Bitcoin et Ethereum sont les deux crypto-monnaies les plus connues et les plus précieuses du marché. Cependant, ils servent des objectifs différents et utilisent des technologies différentes pour atteindre leurs objectifs. Voyons.
Bitcoin, la première et la plus grande crypto-monnaie par capitalisation boursière, a été lancée en 2008/9. Son objectif principal est d’être une forme d’échange décentralisée et résistante à la censure qui permet aux individus d’effectuer des transactions sans avoir besoin d’un intermédiaire central. Jusqu’à ce jour, il l’a rempli. Pour ce faire, il utilise la technologie blockchain et un système de preuve de travail (PoW) connu sous le nom de protocole de consensus pour sécuriser son réseau.
Son offre limitée de 21 millions de BTC a été considérée comme un moyen sûr de stocker de la valeur contre des monnaies fiduciaires ou d'autres crypto-monnaies dont l'émission totale est indéfinie, ou infinie, c'est-à-dire inflationniste plutôt que déflationniste (comme l'est le BTC).
Ethereum, lancé en 2015, est une plateforme décentralisée pour les contrats intelligents et le développement d’applications décentralisées (DApps). Comme Bitcoin, il possède également sa monnaie native, l’Ether (ETH), qui est utilisé comme « gaz » pour payer les frais des transactions qui ont lieu sur le réseau et dans les contrats intelligents.
Partant de la liberté que propose Bitcoin de pouvoir stocker et transmettre de la valeur sans avoir besoin d’intermédiaires, Ethereum a voulu aller plus loin, en offrant la possibilité de créer des contrats intelligents et des DApps qui fonctionnent sur son réseau et ne dépendent pas d’un hôte central pour son fonctionnement. Il propose un outil de planification interne pour la création de ces contrats (le plus utilisé par les développeurs de blockchain du monde entier), utilise un système de preuve d’enjeu (PoS) pour sécuriser son réseau et n’a pas d’enchère maximale fixe. Tout cela, sans négliger la technologie blockchain.
Chacune des monnaies a ses avantages et ses inconvénients, sachant qu’elles sont orientées vers des objectifs différents :
Bitcoin est moins polyvalent qu'Ethereum en termes de cas d'utilisation. Il est conçu uniquement pour stocker et envoyer de la valeur, il a également une vitesse de transaction inférieure et facture (généralement) des frais plus élevés qu'Ethereum, tandis que, d'un autre côté, en ayant une émission maximale définie, il présente une plus grande prévisibilité de sa valeur à long terme.

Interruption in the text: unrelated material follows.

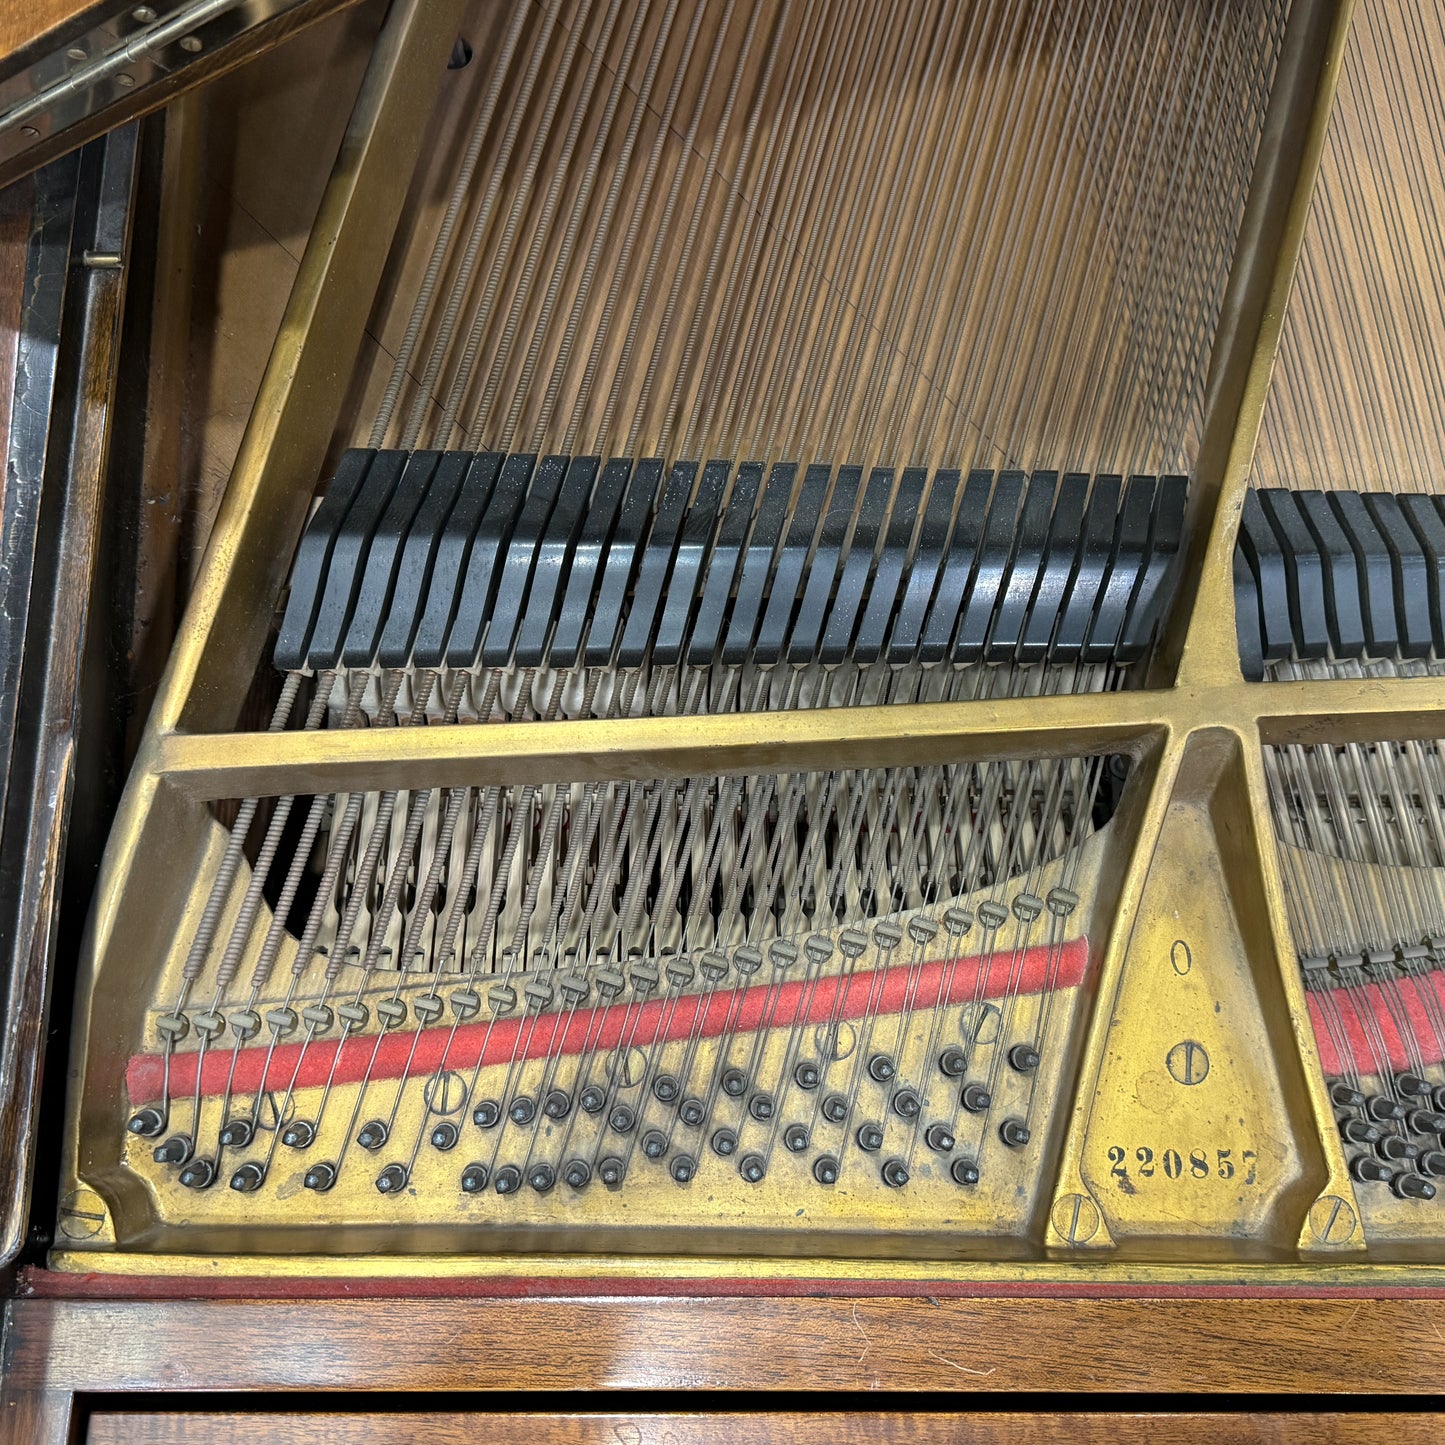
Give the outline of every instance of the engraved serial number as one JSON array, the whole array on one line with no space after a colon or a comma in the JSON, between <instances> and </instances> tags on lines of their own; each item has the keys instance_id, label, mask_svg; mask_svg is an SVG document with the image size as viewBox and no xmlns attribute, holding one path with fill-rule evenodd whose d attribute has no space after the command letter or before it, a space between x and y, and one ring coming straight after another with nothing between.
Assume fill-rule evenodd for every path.
<instances>
[{"instance_id":1,"label":"engraved serial number","mask_svg":"<svg viewBox=\"0 0 1445 1445\"><path fill-rule=\"evenodd\" d=\"M1109 1149L1109 1173L1117 1179L1224 1179L1254 1184L1258 1155L1253 1149L1161 1149L1141 1144Z\"/></svg>"}]
</instances>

Ethereum, en revanche, dispose d'un écosystème plus développé d'applications et de projets décentralisés basés sur sa plateforme. De plus, le système de consensus qu'il utilise, PoS ou Proof of Stake, est considéré par de nombreux utilisateurs comme moins sûr que PoW, car on soutient qu'il peut devenir plus centralisé en moins d'utilisateurs avec une plus grande capacité économique par rapport à PoW, et que pour cette raison, il peut être beaucoup plus vulnérable aux attaques de type 51% (un sujet très discuté au sein de la communauté crypto).
En résumé, les deux réseaux blockchain représentent les projets les plus sûrs de tout l'écosystème, car ils ont résisté à l'épreuve du temps, avec des forces et des faiblesses différentes. Il y aura toujours un débat pour l'un ou l'autre, mais en réalité, les deux contribuent et ont apporté une valeur incontestable pour que cette technologie soit une réalité aujourd'hui.